Hertrude tourna à nouveau son regard vers Jilk. « Eh bien, qu’est-ce que ce sera ? Cela me semble être un petit prix à payer pour garantir notre amitié. »
« Vous plaisantez sûrement », dit Jilk en haussant les épaules. « Si j’accédais à ces demandes, Fanoss nous déclarerait sa propre guerre à la prochaine occasion. Même si vous essayiez de les dissuader en tant que chef de votre maison, je doute que votre noblesse recule. »

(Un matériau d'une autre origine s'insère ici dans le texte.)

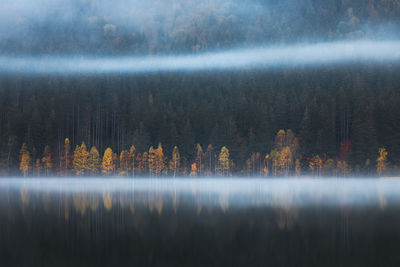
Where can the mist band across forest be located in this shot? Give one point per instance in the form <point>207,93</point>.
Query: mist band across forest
<point>256,58</point>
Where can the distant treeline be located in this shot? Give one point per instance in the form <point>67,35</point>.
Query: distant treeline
<point>283,160</point>
<point>339,116</point>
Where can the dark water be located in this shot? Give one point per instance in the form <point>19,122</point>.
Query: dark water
<point>199,222</point>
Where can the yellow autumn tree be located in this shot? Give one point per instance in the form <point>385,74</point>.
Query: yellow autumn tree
<point>124,162</point>
<point>94,162</point>
<point>266,165</point>
<point>199,160</point>
<point>139,163</point>
<point>108,165</point>
<point>145,160</point>
<point>193,171</point>
<point>381,161</point>
<point>25,163</point>
<point>297,167</point>
<point>223,160</point>
<point>343,167</point>
<point>47,160</point>
<point>159,160</point>
<point>175,161</point>
<point>38,167</point>
<point>151,161</point>
<point>66,159</point>
<point>22,151</point>
<point>275,155</point>
<point>80,160</point>
<point>131,159</point>
<point>285,160</point>
<point>254,164</point>
<point>315,165</point>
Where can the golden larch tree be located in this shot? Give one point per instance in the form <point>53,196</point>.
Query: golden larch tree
<point>266,165</point>
<point>47,160</point>
<point>94,162</point>
<point>151,161</point>
<point>199,160</point>
<point>381,161</point>
<point>108,165</point>
<point>25,163</point>
<point>124,162</point>
<point>298,167</point>
<point>224,161</point>
<point>131,159</point>
<point>139,163</point>
<point>80,160</point>
<point>38,167</point>
<point>193,170</point>
<point>23,150</point>
<point>66,160</point>
<point>159,160</point>
<point>175,161</point>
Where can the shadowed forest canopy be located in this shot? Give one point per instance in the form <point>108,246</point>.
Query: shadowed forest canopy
<point>343,112</point>
<point>344,115</point>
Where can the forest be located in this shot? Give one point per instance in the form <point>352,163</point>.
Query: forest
<point>333,120</point>
<point>340,119</point>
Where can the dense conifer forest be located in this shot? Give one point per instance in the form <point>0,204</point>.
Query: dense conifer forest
<point>333,119</point>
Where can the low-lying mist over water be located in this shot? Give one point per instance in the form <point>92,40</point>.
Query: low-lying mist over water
<point>254,58</point>
<point>236,192</point>
<point>205,221</point>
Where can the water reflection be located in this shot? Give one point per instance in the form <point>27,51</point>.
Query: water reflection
<point>223,222</point>
<point>199,194</point>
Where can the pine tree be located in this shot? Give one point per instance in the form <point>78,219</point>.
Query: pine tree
<point>224,161</point>
<point>94,162</point>
<point>159,160</point>
<point>209,160</point>
<point>140,165</point>
<point>131,159</point>
<point>47,160</point>
<point>193,171</point>
<point>298,167</point>
<point>25,163</point>
<point>152,161</point>
<point>66,160</point>
<point>175,161</point>
<point>381,161</point>
<point>199,160</point>
<point>124,162</point>
<point>108,165</point>
<point>80,160</point>
<point>38,167</point>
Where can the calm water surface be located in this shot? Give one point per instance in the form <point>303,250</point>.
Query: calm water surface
<point>199,222</point>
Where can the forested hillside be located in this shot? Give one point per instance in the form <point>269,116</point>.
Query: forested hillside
<point>337,115</point>
<point>329,119</point>
<point>168,26</point>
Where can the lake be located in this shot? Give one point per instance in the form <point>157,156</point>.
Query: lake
<point>199,222</point>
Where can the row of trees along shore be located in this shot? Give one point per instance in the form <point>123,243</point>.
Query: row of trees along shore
<point>283,160</point>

« C’est vrai », déclara Hertrude.
« Alors vous n’essaierez même pas de le nier. »
« J’essaie simplement de respecter les opinions de mes vassaux. Personnellement, si nous n’avons aucun espoir de gagner un jour un combat contre Hohlfahrt, je préférerais me concentrer sur notre développement intérieur. »
Ses paroles furent un grand soulagement pour Jilk. « Dans ce cas, » dit-il, « allez-vous nous donner votre parole que Fanoss ne rejoindra pas Rachel et ses alliés ? »
Hertrude sourit à nouveau, mais cette fois-ci, c’était manifestement forcé. « Il semblerait que vous distribuiez volontiers des orbes précieux en parcourant toutes ces petites nations. En avez-vous également préparé un pour Fanoss ? »
« Ce sont des ressources extrêmement précieuses, j’en ai peur, et nous n’en avons plus. »
« Quel dommage ! » Le sourire n’avait jamais quitté le visage d’Hertrude. « À propos, certains des nobles qui gardent vos frontières nous ont tendu la main. Il semblerait qu’ils soient déjà bien avancés dans les négociations avec Rachel. »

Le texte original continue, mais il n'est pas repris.